Current flow-matching generative models lack interpretability in their intermediate dynamics. To address this, we propose a physics-guided flow-matching framework that explicitly constrains each step of the generative flow to correspond to the thermal equilibrium evolution of a 2D Ising model along a continuous annealing path—thereby endowing latent-space trajectories with rigorous physical semantics. Our method adopts an encoder–flow-matching network–projector architecture to realize temperature-driven diffusion modeling in a continuous latent space. Experiments demonstrate high physical fidelity across multi-scale lattices, significantly faster generation than conventional Monte Carlo methods, with accelerating speedup as system size increases. The core contribution is establishing a mathematically grounded mapping between generative dynamics and statistical mechanical equilibrium states, introducing a novel paradigm for interpretable generative modeling grounded in physical principles.

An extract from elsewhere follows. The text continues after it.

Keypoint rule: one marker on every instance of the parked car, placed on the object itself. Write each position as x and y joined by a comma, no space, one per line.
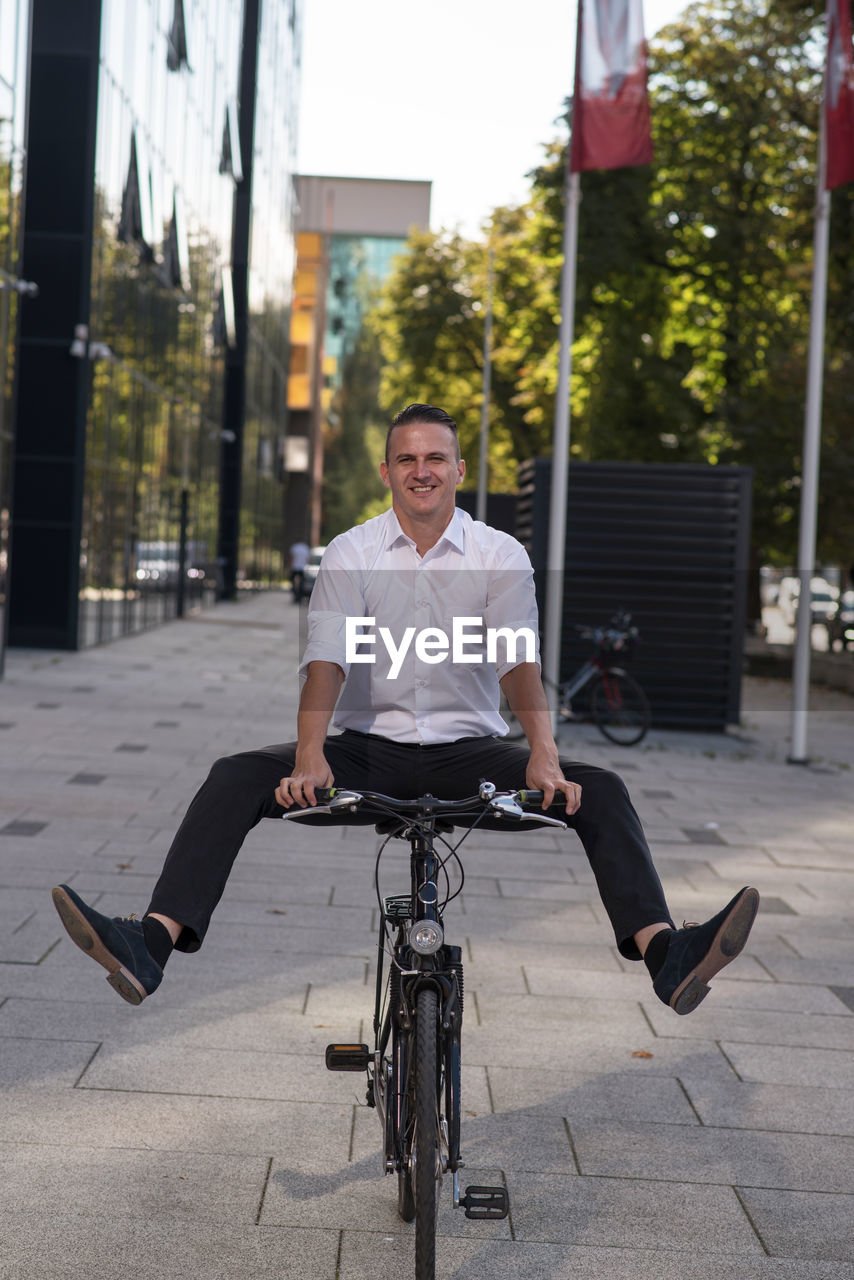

Generative models based on flow matching have demonstrated remarkable success in various domains, yet they suffer from a fundamental limitation: the lack of interpretability in their intermediate generation steps. In fact these models learn to transform noise into data through a series of vector field updates, however the meaning of each step remains opaque. We address this problem by proposing a general framework constraining each flow step to be sampled from a known physical distribution. Flow trajectories are mapped to (and constrained to traverse) the equilibrium states of the simulated physical process. We implement this approach through the 2D Ising model in such a way that flow steps become thermal equilibrium points along a parametric cooling schedule. Our proposed architecture includes an encoder that maps discrete Ising configurations into a continuous latent space, a flow-matching network that performs temperature-driven diffusion, and a projector that returns to discrete Ising states while preserving physical constraints. We validate this framework across multiple lattice sizes, showing that it preserves physical fidelity while outperforming Monte Carlo generation in speed as the lattice size increases. In contrast with standard flow matching, each vector field represents a meaningful stepwise transition in the 2D Ising model's latent space. This demonstrates that embedding physical semantics into generative flows transforms opaque neural trajectories into interpretable physical processes.